Marco could never have prepared for the nightmare that was to unfold.

“We went out of Croatia to Bosnia to pick up supplies and drove into what we now believe was a landmine. it split the vehicle in two and the other volunteer in the car was killed instantly. He had come from New Zealand to volunteer.

“I managed to get out and could hear voices from near the embankment where the waves were crashing off the rocks. I can remember the voice of a man with broken English saying ‘don’t worry, we’ll get you help’. I woke up in hospital thinking it was the next day when it was actually a fortnight later.

“I had always known the risks were high. If you don’t realise you are taking a risk then you shouldn’t be in a war zone. At that stage, I had known so many people who had either been shot or held captive.”

The former voluntary medic was arrested and tortured which intensified the effects of his injury and left him in a need of a wheelchair.

“They couldn’t believe that a journalist would want to be an aid worker. Instead, they believed I was mercenary.

“There were two parts to the prison. One of them was condemned and not in use and this was the part I was put into. They call them interrogation prisons. I was made to sleep on a wire bed with no mattress and a dirty blanket.

“When I got back to the UK, I learned that the interrogators were in fact hardened prisoners before the war who had been hired to do the dirty work of the police. The only people they were answerable to were the government.”

Marco was eventually repatriated to the UK only to find himself homeless once again.

“I knew I wasn’t going to walk again. For a year after that, I was full of anger and not very sociable.

“All the accommodation was upstairs. The way the council looked at it I had chosen to come back in a wheelchair. The next two years were spent back on the streets. Then, on my birthday, I was placed in a hostel by a charity.

“The alarm went off one night. That was when a fire officer pointed out that I was a fire risk. Within weeks I was given a flat in the East End. It was a big change as all my street pals were in the West end but I soon made friends with a guy called John.”

The meeting was to lead to a new chapter in Marco’s life.

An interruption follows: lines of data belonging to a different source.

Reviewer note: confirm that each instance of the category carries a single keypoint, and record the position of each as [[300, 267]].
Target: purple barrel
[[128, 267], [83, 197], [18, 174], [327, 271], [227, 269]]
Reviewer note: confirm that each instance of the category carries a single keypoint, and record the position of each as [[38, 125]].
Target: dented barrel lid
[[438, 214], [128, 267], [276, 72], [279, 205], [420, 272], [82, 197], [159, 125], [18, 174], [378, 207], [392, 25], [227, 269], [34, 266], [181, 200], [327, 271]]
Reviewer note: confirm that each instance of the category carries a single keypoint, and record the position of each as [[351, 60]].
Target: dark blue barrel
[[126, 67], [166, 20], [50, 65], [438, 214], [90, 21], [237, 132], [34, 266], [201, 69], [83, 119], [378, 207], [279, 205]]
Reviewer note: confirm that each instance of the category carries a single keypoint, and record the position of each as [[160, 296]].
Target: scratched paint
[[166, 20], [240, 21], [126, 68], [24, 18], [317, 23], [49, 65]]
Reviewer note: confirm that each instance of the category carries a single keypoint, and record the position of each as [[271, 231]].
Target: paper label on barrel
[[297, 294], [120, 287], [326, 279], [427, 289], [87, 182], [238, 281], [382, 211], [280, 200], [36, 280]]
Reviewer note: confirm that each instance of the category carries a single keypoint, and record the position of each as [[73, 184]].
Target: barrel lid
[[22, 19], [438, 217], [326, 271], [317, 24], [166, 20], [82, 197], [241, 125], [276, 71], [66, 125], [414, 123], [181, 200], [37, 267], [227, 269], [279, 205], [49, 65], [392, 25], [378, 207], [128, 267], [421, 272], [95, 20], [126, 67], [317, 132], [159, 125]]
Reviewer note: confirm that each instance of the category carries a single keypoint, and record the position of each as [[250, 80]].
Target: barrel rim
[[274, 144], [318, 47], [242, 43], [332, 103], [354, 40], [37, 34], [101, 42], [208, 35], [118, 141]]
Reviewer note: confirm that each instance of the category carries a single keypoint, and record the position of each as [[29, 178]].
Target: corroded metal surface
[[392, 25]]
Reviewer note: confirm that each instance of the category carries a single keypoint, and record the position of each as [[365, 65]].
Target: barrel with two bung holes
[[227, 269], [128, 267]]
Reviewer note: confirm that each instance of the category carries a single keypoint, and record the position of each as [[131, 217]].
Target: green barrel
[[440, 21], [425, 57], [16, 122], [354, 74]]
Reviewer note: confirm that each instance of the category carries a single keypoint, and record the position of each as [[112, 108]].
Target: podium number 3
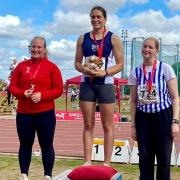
[[117, 148]]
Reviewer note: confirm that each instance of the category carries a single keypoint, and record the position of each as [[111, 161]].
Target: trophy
[[93, 63]]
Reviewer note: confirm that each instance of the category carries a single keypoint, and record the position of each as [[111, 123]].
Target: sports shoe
[[88, 163], [23, 177], [47, 177]]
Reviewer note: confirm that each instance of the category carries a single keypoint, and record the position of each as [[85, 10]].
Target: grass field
[[9, 168]]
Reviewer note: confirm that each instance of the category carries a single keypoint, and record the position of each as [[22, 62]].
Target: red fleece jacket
[[47, 79]]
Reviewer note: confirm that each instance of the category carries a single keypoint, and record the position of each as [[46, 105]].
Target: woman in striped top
[[154, 111]]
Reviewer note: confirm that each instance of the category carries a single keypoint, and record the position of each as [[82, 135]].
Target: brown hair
[[155, 41], [100, 8]]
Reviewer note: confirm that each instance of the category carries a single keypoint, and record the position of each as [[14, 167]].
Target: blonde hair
[[46, 53]]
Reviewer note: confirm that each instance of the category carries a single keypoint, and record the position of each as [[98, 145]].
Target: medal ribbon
[[150, 82], [33, 75], [100, 49]]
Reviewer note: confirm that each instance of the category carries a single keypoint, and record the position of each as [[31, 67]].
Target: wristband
[[175, 121]]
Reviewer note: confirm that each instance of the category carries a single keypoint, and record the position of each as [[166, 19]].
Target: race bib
[[147, 98]]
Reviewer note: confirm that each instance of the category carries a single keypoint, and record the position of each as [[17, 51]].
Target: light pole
[[124, 35]]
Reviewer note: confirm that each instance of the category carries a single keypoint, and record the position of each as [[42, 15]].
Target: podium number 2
[[117, 148]]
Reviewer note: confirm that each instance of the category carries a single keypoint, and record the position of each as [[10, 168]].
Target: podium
[[121, 150]]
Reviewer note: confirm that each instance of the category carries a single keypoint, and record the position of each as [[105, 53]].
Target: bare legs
[[88, 111]]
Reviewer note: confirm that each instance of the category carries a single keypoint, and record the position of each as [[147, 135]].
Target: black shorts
[[101, 93]]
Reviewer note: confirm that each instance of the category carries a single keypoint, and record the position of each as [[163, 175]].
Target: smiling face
[[37, 48], [149, 50], [97, 19]]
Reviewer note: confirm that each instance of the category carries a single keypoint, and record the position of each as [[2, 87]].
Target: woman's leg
[[26, 133], [107, 112], [46, 123], [164, 144], [88, 112]]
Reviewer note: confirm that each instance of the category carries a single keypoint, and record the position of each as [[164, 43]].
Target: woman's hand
[[28, 93], [174, 129], [36, 97], [99, 73], [133, 133]]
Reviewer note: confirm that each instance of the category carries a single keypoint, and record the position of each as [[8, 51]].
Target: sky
[[61, 22]]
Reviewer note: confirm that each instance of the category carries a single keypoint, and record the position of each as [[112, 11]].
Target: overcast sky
[[62, 21]]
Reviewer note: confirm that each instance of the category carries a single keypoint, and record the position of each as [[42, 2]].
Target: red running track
[[68, 137]]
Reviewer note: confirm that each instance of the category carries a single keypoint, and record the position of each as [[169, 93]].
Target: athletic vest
[[89, 49]]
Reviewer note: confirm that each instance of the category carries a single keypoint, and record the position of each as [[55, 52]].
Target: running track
[[68, 137]]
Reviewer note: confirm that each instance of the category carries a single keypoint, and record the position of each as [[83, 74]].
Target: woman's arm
[[133, 90], [173, 90]]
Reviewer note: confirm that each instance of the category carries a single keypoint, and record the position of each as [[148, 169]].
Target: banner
[[77, 115]]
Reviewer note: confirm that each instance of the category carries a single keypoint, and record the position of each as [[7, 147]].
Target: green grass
[[9, 168]]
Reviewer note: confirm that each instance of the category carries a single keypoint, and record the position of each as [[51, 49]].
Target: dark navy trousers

John joined a Tibetan Monastery and a few months later I travelled there with him.

“Marco already had a passion for Buddhism and ended up becoming a monk for a number of years.

However, he now lives in Clonakilty with his rescue bull python, Hillary and two parrots Rico and Roxy as well as pet dogs.”

He credits the Irish Wheelchair Association in Clonakilty for helping him through a difficult cocooning period during lockdown.

“I would like to thank everyone in the IWA for showing me the many things I can still do,” he said.

“They also delivered supplies to me during lockdown and I’m particularly grateful to Martin McCarthy, Mags O’Connor, Sinead Burke, and Philipa O’Leary.”